Re: I think this is great news

Why do you prefer LTE?

me1212

join:2008-11-20
Pleasant Hill, MO
It can do 100/50 with 10ms ping, an ISP in Sweden is doing so with LTE, wimax can only do like 70/I forget. Wimax may cost less than LTE, but LTE is IMO better. I would subscribe to ether right now if it has no cap as right now there all I can get is a 512/128 from the local WISP.

flyingjoey

join:2005-11-07
Jersey City, NJ
If you really think you're going to see a 100/50 in this country I want some of whatever you're smoking.

People talk about LTE like you can go to the store and pick it up. LTE AIN'T here yet. WiMax although limited... But it is already here, you can buy the freaken modems. But anyway...


phoneboy3

@shawcable.net
reply to me1212
LTE and WiMAX are very similar standards capable of very similar speeds. You should educate yourself more.

Samsonian

join:2007-06-15
reply to me1212
said by me1212:

It can do 100/50 with 10ms ping, an ISP in Sweden is doing so with LTE, wimax can only do like 70/I forget. Wimax may cost less than LTE, but LTE is IMO better.
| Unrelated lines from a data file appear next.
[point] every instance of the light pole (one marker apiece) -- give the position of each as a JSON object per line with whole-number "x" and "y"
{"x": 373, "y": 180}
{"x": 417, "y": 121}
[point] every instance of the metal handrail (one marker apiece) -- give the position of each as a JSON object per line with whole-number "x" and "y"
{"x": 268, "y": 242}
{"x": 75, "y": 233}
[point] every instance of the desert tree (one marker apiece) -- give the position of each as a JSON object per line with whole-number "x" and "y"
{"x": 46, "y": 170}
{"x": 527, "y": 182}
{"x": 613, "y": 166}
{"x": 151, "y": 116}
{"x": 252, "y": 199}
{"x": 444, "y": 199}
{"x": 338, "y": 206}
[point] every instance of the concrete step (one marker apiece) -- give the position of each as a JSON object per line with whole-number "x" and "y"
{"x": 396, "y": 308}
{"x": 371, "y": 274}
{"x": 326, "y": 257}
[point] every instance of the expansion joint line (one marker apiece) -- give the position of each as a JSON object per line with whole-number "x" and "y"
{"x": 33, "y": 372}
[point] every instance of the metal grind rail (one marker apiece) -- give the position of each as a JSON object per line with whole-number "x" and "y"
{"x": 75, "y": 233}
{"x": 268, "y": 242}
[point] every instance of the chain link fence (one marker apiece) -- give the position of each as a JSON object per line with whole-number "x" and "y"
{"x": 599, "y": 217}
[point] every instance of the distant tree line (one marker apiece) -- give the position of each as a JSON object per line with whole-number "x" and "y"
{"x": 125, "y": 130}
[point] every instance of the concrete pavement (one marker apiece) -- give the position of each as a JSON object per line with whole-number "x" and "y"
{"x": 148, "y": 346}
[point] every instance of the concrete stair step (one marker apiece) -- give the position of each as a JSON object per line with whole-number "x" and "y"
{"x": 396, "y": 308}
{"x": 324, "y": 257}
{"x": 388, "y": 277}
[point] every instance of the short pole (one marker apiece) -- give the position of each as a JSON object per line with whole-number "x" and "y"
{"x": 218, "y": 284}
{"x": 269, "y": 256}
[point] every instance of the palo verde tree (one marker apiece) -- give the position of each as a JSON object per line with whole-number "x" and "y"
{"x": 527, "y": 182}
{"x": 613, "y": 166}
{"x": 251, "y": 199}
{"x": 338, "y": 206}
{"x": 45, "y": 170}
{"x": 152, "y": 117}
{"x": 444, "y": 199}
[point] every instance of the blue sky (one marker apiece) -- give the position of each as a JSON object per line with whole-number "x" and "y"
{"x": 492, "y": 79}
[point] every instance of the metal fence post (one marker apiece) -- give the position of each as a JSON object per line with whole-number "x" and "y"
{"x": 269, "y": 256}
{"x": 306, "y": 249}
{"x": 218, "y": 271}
I would subscribe to ether right now if it has no cap as right now there all I can get is a 512/128 from the local WISP.
That's not quite right.

Mobile WiMAX and LTE are probably 80-90% the same from a technical standpoint, their main differences are in business models.

Regarding the definition of "4G", you're correct in that it doesn't meet the true definition of 4G. But no standard currently does, both Mobile WiMAX version 1 (based on IEEE 802.16e) and LTE version 1 (3GPP release 8) are considered 3.9G or more ideally "Proto 4G", as they are both on the 4G track.

Mobile WiMAX version 2 (based on IEEE 802.16m) and LTE version 2, called LTE Advanced (3GPP Release 10), are under development right now and will be backwards compatible with their respective standards. Both expected to be submitted to the International Telecommunication Union (ITU) Radiocommunication Sector (ITU-R) for inclusion in IMT Advanced, which is considered true 4G (100 Mb/s mobile, 1000 Mb/s stationary).

Also theoretical speeds or lab speeds don't really mean much in practice, especially if they're using a massive amount of spectrum and backhaul to get their big numbers. It doesn't happen in practice like that. We've seen this before from telcos, with their previous and current marketing for 3G.

All else being equal, both standards will offer similar performance. In practice though, WiMAX providers generally have more spectrum, which make a big difference (case in point: AT&T's network problems). Clearwire has a lot of spectrum, over 100 MHz in major markets, and a lot of experience with wireless Ethernet backhaul. Clearwire should be able to offer more speed and actually deliver on it.

Clearwire has commercially deployed Mobile WiMAX. It's here now, you can buy a device for around $50 and hop on their network, and it's rapidly expanding over the next few years. Intel is working hard to get WiMAX in every laptop, just like they did with WiFi and other standards like USB. I don't see that happening with LTE as it exists now, as it's a telco controlled standard.

The whole standard war might be end up being moot in the long run. The standards are so similar, there will likely be devices that support both. There were also attempts to unify WiMAX and LTE a year or 2 ago, but obviously they didn't bear fruit. I suspect it has to do with the telcos not wanting to give up control. That doesn't mean they still can't be combined in the future. Hopefully by the third or fourth version of WiMAX and LTE, we can have a single wireless WAN standard.

me1212

join:2008-11-20
Pleasant Hill, MO

1 edit
"Hopefully by the third or fourth version of WiMAX and LTE, we can have a single wireless WAN standard."

That would be cool.

"which is considered true 4G (100 Mb/s mobile, 1000 Mb/s stationary)."

1000m(1g) fixed? Wow, that would be so cool to actually use.